Defendant, Pulte Home Corporation, has filed its opposition brief (Doc. 142). After due
consideration, the motion is granted in part and denied in part.
Background
Plaintiffs bring this action on behalf of themselves and a putative class of similarly
situated Florida homeowners who own homes constructed by Pulte between April 18,
2006 and April 18, 2016, with a drainage plane exterior stucco wall system over wood
frame and wood sheathing (“stucco siding”) with certain specified characteristics (Doc.
107). Plaintiffs allege that Pulte constructed the stucco siding in violation of the Florida
Building Code and now, it has failed (Id.)1
The case has had a complicated course of discovery. For present purposes, the
1
The District Judge has recently dismissed one of the counts, with prejudice (Doc. 160).
following is pertinent. Plaintiffs have served numerous requests to produce on Pulte, as
well as a list of documents requested at the June 20, 2016 status hearing. Pulte’s
responses included numerous objections and assertions of privilege.
Plaintiffs have also served subpoenas for the production of documents on nonparty experts retained by Pulte in connection with various Florida stucco siding claims:
Calvert Construction & Development, Inc. (“Calvert”); Hoy and Miller Consulting, LLC
(“H&M”); William Building Diagnostics, LLC; and Madsen, Kneppers and Associates
(“Madsen”).
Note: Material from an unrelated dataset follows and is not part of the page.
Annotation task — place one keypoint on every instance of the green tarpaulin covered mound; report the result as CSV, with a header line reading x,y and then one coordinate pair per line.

Pulte moved to quash the subpoenas, contending, among other reasons, that
they sought documents maintained by these non-parties in their capacities as Pulte’s
consulting (non-testifying) experts (Docs. 75 and 76). The Court granted Pulte’s motion
and quashed the subpoenas, except to the extent Pulte waived attorney work product
protection by voluntarily producing any of the documents (Doc. 93).
Pulte maintains that from August 18, 2016 to November 4, 2016, it served
approximately ten privilege logs in response to discovery requests served by Plaintiffs.
For numerous entries, Pulte claims to have withheld documents based on the attorney
work product privilege. Plaintiffs object that the logs were not timely produced and are
otherwise insufficient. The Court has already found that the privilege logs were timely
(Doc. 139). At issue then, is the applicability of the attorney work product privilege to the
items withheld, and whether Pulte sufficiently asserted it.
Discussion
A party may file a motion to compel against another party who fails to permit
inspection of documents within its possession, control, or custody. See FED. R. CIV. P.
34(a)(1), 37(a)(3)(B)(iv); Bloodworth v. United States, 623 F. App'x 976, 979 (11th Cir.
2015).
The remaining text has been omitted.